From Gatwick, easyJet (0905 821 0905; www.easyjet.com) competes with British Airways (0844 493 0787; www.ba.com), while Monarch (0870 040 5040; www.flymonarch.com) flies from Luton. From other parts of the UK, you could fly on Iberia (0870 609 0500; www.iberiaairlines.co.uk) via Madrid. From the airport you can walk into the town centre in about half an hour, catch one of the frequent buses, or pay about £5 for a taxi ride south.


Gibraltar is a peninsula about three miles long and up to two miles wide. But it is also startlingly three-dimensional. The higher reaches of the Rock rise to above 1,300ft along the eastern side, while the town – a dense network of streets and alleyways, plus the former dockyards – occupies the north-western corner, and looks west to the Spanish port of Algeciras. Africa lies 13 miles south across the straits; to the east is the Mediterranean.

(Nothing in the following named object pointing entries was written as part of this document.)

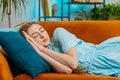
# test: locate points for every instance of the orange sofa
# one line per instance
(90, 31)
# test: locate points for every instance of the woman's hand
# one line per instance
(31, 40)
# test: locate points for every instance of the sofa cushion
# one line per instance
(22, 54)
(5, 73)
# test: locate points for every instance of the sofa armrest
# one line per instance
(5, 73)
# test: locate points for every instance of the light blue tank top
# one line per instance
(102, 59)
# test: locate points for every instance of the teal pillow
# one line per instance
(22, 54)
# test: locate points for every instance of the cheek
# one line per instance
(38, 40)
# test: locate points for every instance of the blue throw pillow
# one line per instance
(22, 54)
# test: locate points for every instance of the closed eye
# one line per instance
(35, 35)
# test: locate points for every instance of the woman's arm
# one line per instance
(57, 66)
(69, 59)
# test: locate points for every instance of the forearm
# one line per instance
(58, 67)
(65, 59)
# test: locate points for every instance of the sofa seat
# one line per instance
(56, 76)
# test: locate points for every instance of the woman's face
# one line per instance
(39, 34)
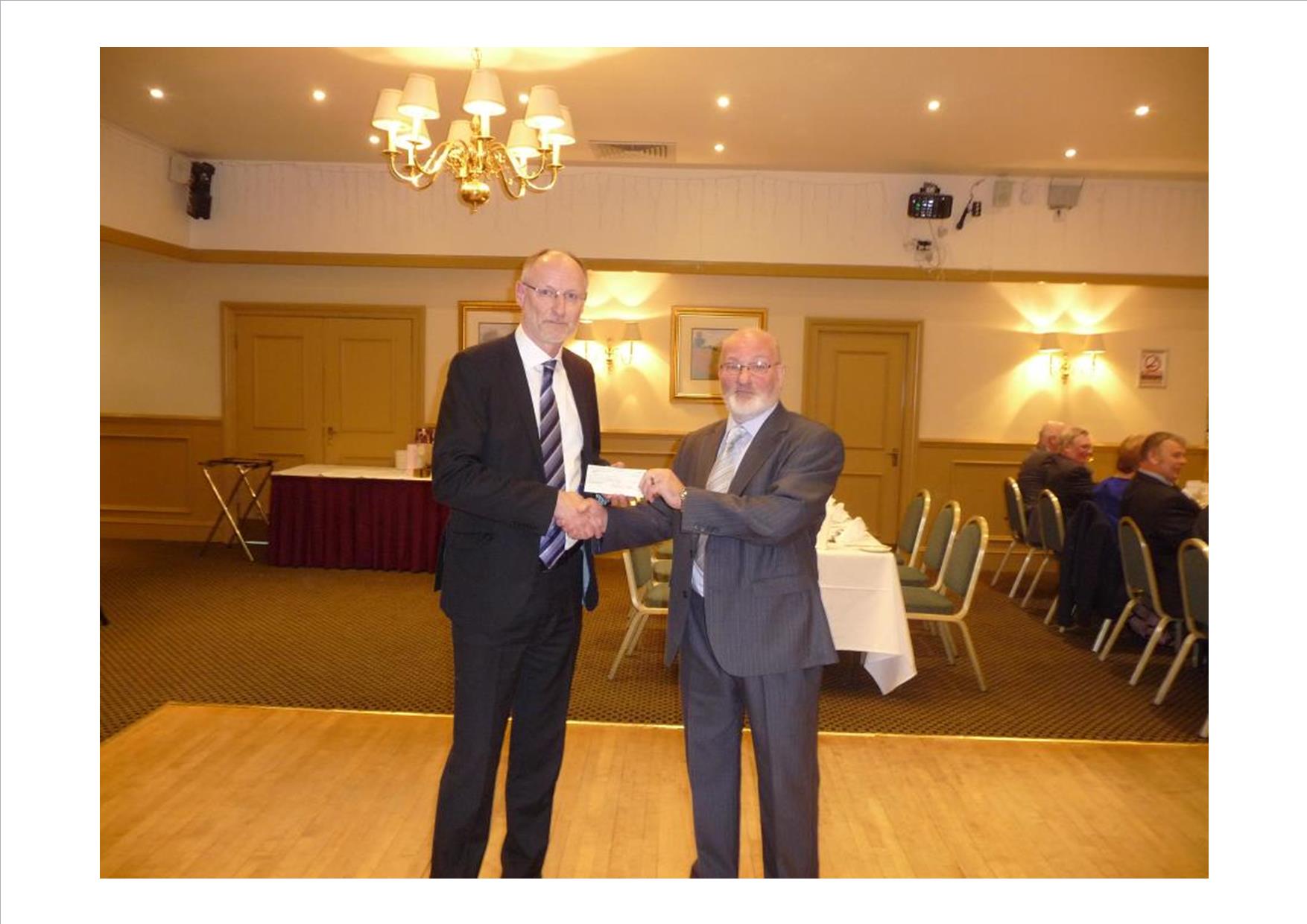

The overture to the town is Casemates Square (1), flanked by some of the fortifications that have evolved over the centuries. Just on the western side of this triangular plaza is the tourist office (00 350 74982; www.gibraltar.gi/tourism), which opens Monday to Friday 9am-5.30pm, Saturday 10am–3pm and Sunday 10am-1pm. From here, Main Street runs south.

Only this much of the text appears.